Die qua Selbstdefinition unideologische Piratenpartei steht dem Ansturm weniger Ideologen hilflos gegenüber. Es ist unumgänglich, dass sie sich klar gegen rechts positioniert.

D er absurde historische Vergleich, den der Berliner Pirat Martin Delius gezogen hat, taugt nicht als Beleg für angebliche Rechtstendenzen seiner Partei. Der sonst bedacht und seriös auftretende Berliner Fraktionsgeschäftsführer hat sich schlicht verplappert, als er den Aufstieg der Piraten mit dem der NSDAP gleichsetzte.

Und indem Delius das Zitat einräumte, sich entschuldigte und von der Kandidatur für ein höheres Amt zurücktrat, verhielt er sich so vorbildlich, wie man es sich von anderen Politikern nach verbalen Fehlleistungen wünschen würde.

Nicht das rhetorische Ungeschick eines Einzelnen macht also das Problem der Piraten mit Rechtsextremismus aus. Dieses liegt woanders: Die qua Selbstdefinition unideologische Partei steht dem Ansturm weniger Ideologen in ihren Reihen hilflos gegenüber. Immer wieder machen einzelne Piraten mit offen geäußerten Ressentiments gegen Israel, die Juden oder mit kruden Ansichten zur deutschen Geschichte von sich reden.

Anja Weber
ULRICH SCHULTE

ist Leiter des Parlamentsbüros der taz.

Man kann einwenden, dass solche Unappetitlichkeiten naturgemäß zu einer jungen Partei gehören.
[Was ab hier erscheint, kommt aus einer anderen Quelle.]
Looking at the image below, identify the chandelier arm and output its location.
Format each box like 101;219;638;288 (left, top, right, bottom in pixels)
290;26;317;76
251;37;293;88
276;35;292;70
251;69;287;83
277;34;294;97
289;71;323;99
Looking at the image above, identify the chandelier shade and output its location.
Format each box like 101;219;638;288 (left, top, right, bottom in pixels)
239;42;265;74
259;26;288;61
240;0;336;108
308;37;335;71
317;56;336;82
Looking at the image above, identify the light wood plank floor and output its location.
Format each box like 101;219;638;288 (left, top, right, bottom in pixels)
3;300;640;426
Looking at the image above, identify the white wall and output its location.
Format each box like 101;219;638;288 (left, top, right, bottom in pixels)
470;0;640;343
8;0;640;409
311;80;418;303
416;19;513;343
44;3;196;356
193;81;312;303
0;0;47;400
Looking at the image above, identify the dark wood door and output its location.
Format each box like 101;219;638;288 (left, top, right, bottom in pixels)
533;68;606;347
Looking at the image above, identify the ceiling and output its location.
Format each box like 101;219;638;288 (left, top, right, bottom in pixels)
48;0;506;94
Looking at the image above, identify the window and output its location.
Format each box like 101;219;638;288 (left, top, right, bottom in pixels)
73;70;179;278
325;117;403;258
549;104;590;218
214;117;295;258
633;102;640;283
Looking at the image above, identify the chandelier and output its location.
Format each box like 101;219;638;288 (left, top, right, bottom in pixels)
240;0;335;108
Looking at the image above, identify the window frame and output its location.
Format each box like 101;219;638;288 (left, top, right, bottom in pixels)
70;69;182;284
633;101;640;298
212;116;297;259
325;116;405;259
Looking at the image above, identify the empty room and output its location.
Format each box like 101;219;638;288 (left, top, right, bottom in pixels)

Wer rasant wächst und ein verschwommenes inhaltliches Profil hat, zieht viele Frustrierte und Verrückte an. Doch so einfach ist es nicht.

Entscheidend ist, wie die Piraten mit solchen Auswüchsen umgehen. Und hier ist ihre Haltung – wie bei vielen Themen – bisher viel zu diffus: Zwar steht ein Bekenntnis gegen Faschismus in der Satzung, zwar treten führende Piraten in Interviews gegen Menschenverachtung und Ausgrenzung ein. Gleichzeitig aber plädieren andere ungestraft für Toleranz im Umgang mit rechten Parteifreunden und warnen vor Rausschmissen. Diesen Widerspruch löst die Partei bisher nicht auf, müsste es aber dringend tun.

Eine Liberalität ohne Überzeugungen, die alle Meinungen nur um der Freiheit des Einzelnen willen zulässt, ist gefährlich, weil sie Minderheitenrechte ignoriert. Und sie ist zutiefst unpolitisch. Politik benennt Unterschiede, klärt Mehrheiten und zieht Konsequenzen. Den Piraten steht eine solche inhaltliche Klärung bei vielen Themen bevor, auf Dauer wird ein charmantes „Wir diskutieren noch“ nicht reichen.

Insofern ist die aktuelle Debatte unumgänglich: Die Piraten müssen sich gemeinsam gegen rechts positionieren; und sich trauen, diejenigen, die das anders sehen, auszuschließen. Sonst können sie keinen Platz im demokratischen Parteienspektrum beanspruchen.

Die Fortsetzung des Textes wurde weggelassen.